To the U.S. soldiers stationed in the war zone of mountainous central Afghanistan, the 10-year-old Afghan boy who bobbed around their camp was a welcome relief from the danger-induced stress.
The boy would greet them with “What’s up?”—the first English words he learned—and be showered with cookies and candy.
As he began to learn more English, the boy would assist the soldiers by pointing out suspicious people who appeared in his nearby village. He would also go on security patrols with U.S. troops, helping them communicate with the Afghan people.
Over the next 10 years, the boy—Ziaullah Anwari—would become an invaluable interpreter for U.S. military forces at great risk to himself. He ascended to the translator stratosphere, at one point supervising 30 other Afghan linguists.
Today, the 22-year-old “Zia” is a first-year student at Wright State University. His unlikely journey delivered him from the dangers of war-torn Afghanistan, through a bog of government red tape and to a country that he served for years before ever seeing.
His safe passage came under the wing of Air Force Col. Daniel Marticello, who is back at Wright-Patterson Air Force Base after a stint in Afghanistan, where Zia served as his interpreter.
“Helping guide him through the visa process was the least I could to do after everything he had done for me,” said Marticello.
For Anwari, helping U.S. troops was a no-brainer. In a country seething with tribal tensions, his people—a race called Hazaras—have historically been oppressed and become a target of the Taliban, an Islamic fundamentalist political movement. To Anwari, U.S. soldiers were “freedom givers.”
He would accompany U.S. soldiers on overnight counterterrorist and counternarcotics operations and on security patrols through the local bazaar.
“I was very young, I didn’t feel the danger,” Anwari said. “Looking back, it was very dangerous.”
The United States has relied heavily on interpreters in Iraq and Afghanistan, most recruited from the local population. By 2010, more than 360 Iraqi and Afghan interpreters had died while working as translators for U.S. and allied forces, according to the Los Angeles Times and ProPublica.

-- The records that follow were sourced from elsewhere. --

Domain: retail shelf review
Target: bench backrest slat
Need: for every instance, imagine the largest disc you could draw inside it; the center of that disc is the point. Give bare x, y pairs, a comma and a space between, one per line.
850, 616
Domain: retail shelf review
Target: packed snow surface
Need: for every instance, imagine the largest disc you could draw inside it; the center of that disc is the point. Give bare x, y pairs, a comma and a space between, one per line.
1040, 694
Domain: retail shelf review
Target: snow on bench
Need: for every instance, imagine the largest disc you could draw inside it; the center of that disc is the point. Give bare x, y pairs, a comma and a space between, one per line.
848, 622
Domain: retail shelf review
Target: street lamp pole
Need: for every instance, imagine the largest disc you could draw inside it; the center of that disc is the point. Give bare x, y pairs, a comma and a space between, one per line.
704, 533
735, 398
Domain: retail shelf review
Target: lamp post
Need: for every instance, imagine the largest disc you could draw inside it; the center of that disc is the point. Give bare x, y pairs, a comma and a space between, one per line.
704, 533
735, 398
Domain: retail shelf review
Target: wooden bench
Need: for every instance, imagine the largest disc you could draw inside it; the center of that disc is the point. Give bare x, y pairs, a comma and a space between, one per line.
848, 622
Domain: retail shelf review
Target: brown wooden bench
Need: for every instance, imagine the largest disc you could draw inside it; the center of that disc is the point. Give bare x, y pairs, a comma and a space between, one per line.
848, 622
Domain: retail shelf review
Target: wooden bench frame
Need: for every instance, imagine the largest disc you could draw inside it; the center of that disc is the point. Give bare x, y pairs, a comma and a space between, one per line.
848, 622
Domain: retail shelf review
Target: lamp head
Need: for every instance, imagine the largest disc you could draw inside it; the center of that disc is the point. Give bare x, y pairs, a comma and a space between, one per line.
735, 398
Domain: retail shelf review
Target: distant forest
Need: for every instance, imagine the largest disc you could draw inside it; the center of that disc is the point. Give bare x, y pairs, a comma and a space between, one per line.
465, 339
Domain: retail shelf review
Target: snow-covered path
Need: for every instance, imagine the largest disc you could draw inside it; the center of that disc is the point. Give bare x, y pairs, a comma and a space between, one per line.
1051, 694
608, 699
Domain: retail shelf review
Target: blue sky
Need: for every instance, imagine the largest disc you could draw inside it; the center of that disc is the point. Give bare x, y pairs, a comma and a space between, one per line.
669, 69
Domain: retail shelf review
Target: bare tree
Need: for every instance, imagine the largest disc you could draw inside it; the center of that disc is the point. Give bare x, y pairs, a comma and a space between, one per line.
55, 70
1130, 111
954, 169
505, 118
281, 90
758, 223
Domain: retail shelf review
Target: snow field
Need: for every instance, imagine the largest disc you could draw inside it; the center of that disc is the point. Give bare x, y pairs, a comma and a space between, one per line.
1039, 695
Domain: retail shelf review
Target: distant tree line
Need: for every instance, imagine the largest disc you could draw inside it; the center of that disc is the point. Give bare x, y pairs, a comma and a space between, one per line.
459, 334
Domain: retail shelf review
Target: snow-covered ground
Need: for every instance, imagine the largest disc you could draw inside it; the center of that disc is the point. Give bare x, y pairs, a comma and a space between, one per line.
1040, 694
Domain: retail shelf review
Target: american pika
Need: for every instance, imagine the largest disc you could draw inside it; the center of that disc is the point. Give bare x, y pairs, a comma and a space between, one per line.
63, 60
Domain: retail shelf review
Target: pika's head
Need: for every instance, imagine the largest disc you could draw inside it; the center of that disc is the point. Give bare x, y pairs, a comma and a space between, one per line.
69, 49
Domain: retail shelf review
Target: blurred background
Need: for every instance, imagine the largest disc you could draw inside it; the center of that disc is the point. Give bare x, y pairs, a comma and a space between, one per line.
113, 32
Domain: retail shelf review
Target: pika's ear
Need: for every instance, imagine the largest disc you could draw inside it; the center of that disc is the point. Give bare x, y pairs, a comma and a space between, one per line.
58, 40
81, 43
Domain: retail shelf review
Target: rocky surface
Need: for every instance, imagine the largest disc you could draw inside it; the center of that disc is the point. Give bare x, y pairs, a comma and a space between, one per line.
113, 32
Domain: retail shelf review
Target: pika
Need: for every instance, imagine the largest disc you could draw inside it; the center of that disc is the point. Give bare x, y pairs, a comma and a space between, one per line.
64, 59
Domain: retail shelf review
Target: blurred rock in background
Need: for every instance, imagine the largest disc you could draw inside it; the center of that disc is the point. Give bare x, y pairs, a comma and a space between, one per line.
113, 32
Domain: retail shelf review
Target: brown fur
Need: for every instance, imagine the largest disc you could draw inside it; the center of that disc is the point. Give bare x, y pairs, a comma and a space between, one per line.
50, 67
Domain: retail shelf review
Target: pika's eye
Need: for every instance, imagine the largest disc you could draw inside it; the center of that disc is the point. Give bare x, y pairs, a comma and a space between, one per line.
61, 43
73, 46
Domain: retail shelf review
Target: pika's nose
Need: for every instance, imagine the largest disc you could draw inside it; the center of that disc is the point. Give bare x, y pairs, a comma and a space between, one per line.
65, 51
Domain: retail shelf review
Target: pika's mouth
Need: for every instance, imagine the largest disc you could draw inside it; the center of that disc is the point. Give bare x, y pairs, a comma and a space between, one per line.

In 2011, Anwari was offered a job at Camp Eggers, a U.S./NATO base in Kabul adjacent to the presidential palace and ministry of defense and a seven-hour drive from Anwari’s home in the province of Bamyan. He later moved to a translation job at Camp Phoenix, a large U.S. supply base in Kabul, before transferring back to Camp Eggers. It was there that he met Marticello, who had been tasked with setting up a procurement school and needed a good interpreter.
Marticello encouraged Anwari to attend college in the United States, helped him study to become qualified, paid for an exam out of his own pocket, and prodded him to get a new suit for his interview with U.S. immigration officials in Kabul.
Since passing the Afghan Allies Protection Act in 2009, Congress has allocated more than 8,700 special immigrant visas and outlined expedited procedures for granting them in cases where lives are threatened. But there have been reports of large backlogs.
Marticello said Anwari served U.S. forces in Afghanistan two or three times longer than most American soldiers deployed there.
“He gave many years of service, risking his life and arguably his family’s life,” Marticello said.
Finally, more than 18 months after he applied, Anwari was granted a special immigrant visa that makes him a permanent U.S. resident and eligible to apply for U.S. citizenship in five years. On Sept. 23, he landed at the airport in Columbus, Ohio, and was picked up by Marticello, who is letting Anwari stay with him and his family in Dayton.
Since arriving in the United States, Anwari has been soaking up American culture.
He can’t get over the parking lots with lines painted on the pavement so that people park in neat little rows. (“You Americans are so organized.”) At the invitation of his military friends, he has gone elk hunting in Colorado and to a conference at MIT in Boston, and made trips to Florida’s Gulf Coast, Georgia and Kentucky.
In October, Anwari traveled to Washington, D.C., to serve as an interpreter at a two-week conference with Pentagon officials and Afghan generals to review the budget for the Afghan military and determine how to equip the Afghan army in the coming year.
It was a bit of a trick for Anwari to get enrolled at Wright State because of his special immigration status—he didn’t have the typical student visa.
Enter the Wright State International Gateway, an international student’s primary point of contact for admissions.
Marticello said the gateway “really knocked barriers” down for Anwari.
As a result, he is currently taking business and finance courses, but wants to pursue his master’s degree in the field of international affairs.
“With his diplomatic skills, his communication skills, I could definitely see him at the World Bank or U.N.,” Marticello said.